Le paradoxe de Moebius

Décès du dessinateur Jean Giraud, alias Moebius. J’ouvre la page de sa notice sur Wikipedia (voir ci-dessous, à gauche). Puis j’entre la requête « Moebius » sur Google Images (voir ci-dessous, à droite). Cherchez l’erreur (cliquer pour agrandir).


Oui, notre société a un sacré problème avec les images. Et oui, internet a tout changé. J’admire la vaine rectitude de Wikipedia, qui s’efforce de produire une information respectueuse de l’ancien système de protection des industries culturelles. Mais cette pensée où l’image n’est pas une information est désormais caduque. Merci au web de nous montrer quand même celles de Jean Giraud.

Spielberg a bien créé un nouveau Tintin

Au hasard d’un tour en ville, je tombe sur la nouvelle gamme de figurines  accompagnant la sortie du Secret de la Licorne. Surprise! Les jouets ne copient pas les personnages de la BD, mais reproduisent ceux du film de Spielberg, qui créé donc une nouvelle référence – une première dans l’univers hergéen!

A noter, sur le plan théorique, que c’est bien l’image (la reproduction sous forme de figurine) qui fournit la preuve de la création d’un nouveau modèle: ce n’est que parce que celui-ci est à son tour copié qu’il peut être perçu comme une nouvelle référence, et non comme une version dérivée de la bande dessinée originale.

Tintin pas encore général

Une note rapide.
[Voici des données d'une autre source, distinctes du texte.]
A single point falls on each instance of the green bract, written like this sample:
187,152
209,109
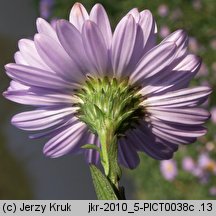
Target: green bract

A 10 jours de la projection du Tintin de Spielberg, je suis plutôt surpris de la modération de la pression marketing.

En conservant à ma veille sur cet objet une dimension généraliste, j’ai essayé d’éviter l’écueil d’une spécialisation qui aurait fait loupe, pour demeurer autant que possible sur le terrain d’une réception grand public. C’est ainsi que je n’ai appris qu’hier (via le très généraliste Google News) que la première projection de presse avait eu lieu le mercredi 12 octobre. Les premières critiques semblent enthousiastes (comme pour Cannes, je ressens une gêne face au décalage d’un spectateur professionnel qui a déjà eu accès à un contenu qui m’est pour l’instant interdit).

Pour le reste, une couverture du Figaro Magazine par ci, une pile de coffrets à la librairie du MK2 par là (voir ci-dessus), des affiches bien sûr, mais l’impression reste celle d’une empreinte globalement plus modeste que ce à quoi je m’attendais, d’une présence moins insistante que, mettons, celle du dernier Harry Potter.

En même temps, je me demande quelle balance me permet de formuler un tel jugement. A l’évidence, je réagis de manière très globale en collectionnant un ensemble de signaux éparpillés. L’empreinte de Tintin reste confinée pour l’essentiel au monde culturel et se manifeste par des produits d’édition. La lecture du billet de Rémy Besson sur la promotion de The Artist me fait prendre conscience que je n’ai pas encore aperçu de présentation télévisée du futur film. Tintin est une information culturelle, pas encore une information générale. C’est visiblement cette caractérisation, et tout particulièrement le passage au journal télévisé du soir, qui fait effet de seuil et envoie le signal décisif.

A signaler le livre de Philippe Lombard, Tintin, Hergé et le cinéma (Democratic books, 2011), synthèse bien informée quoiqu’un peu pédestre. La conversation de la Grande Table du vendredi 28 octobre sera consacrée à la sortie du Secret de la Licorne.

Tu quoque fili

Quel souk ce blog! Après avoir traîtreusement moqué un des meilleurs représentants de la culture française sous le prétexte d’introduire la notion de connivème, voilà-t-il pas que je profite de la sortie de la nouvelle bande-annonce de The Secret of the Unicorn pour répondre à mon ami Olivier Beuvelet et poursuivre la discussion sur ladite notion.

Tintin, again. Et un souvenir précis, vieux de quelques mois, que je m’étais promis de noter et que la question d’Olivier réveille. Il n’y a pas de code, me répond-il à propos de ma description du « bien entendu » de Jeanneney, tout ça c’est de l’arnaque, pure construction rhétorique de la distinction. Et en effet, ça y ressemble beaucoup.

Mais voilà, si le « bien entendu » arlésien a résonné à mon oreille, c’est qu’il faisait écho à un précédent. Un soir, mon fils, 13 ans, déjà au lit, referme sa BD et fait mine de chercher un autre volume. Saisissant l’occasion, je sors du rayonnage L’Oreille cassée (Hergé, 1937/1943) et le lui glisse à la page du frontispice (voir ci-dessous, reconstitution), avec cette recommandation énigmatique: «C’est le fétiche arumbaya».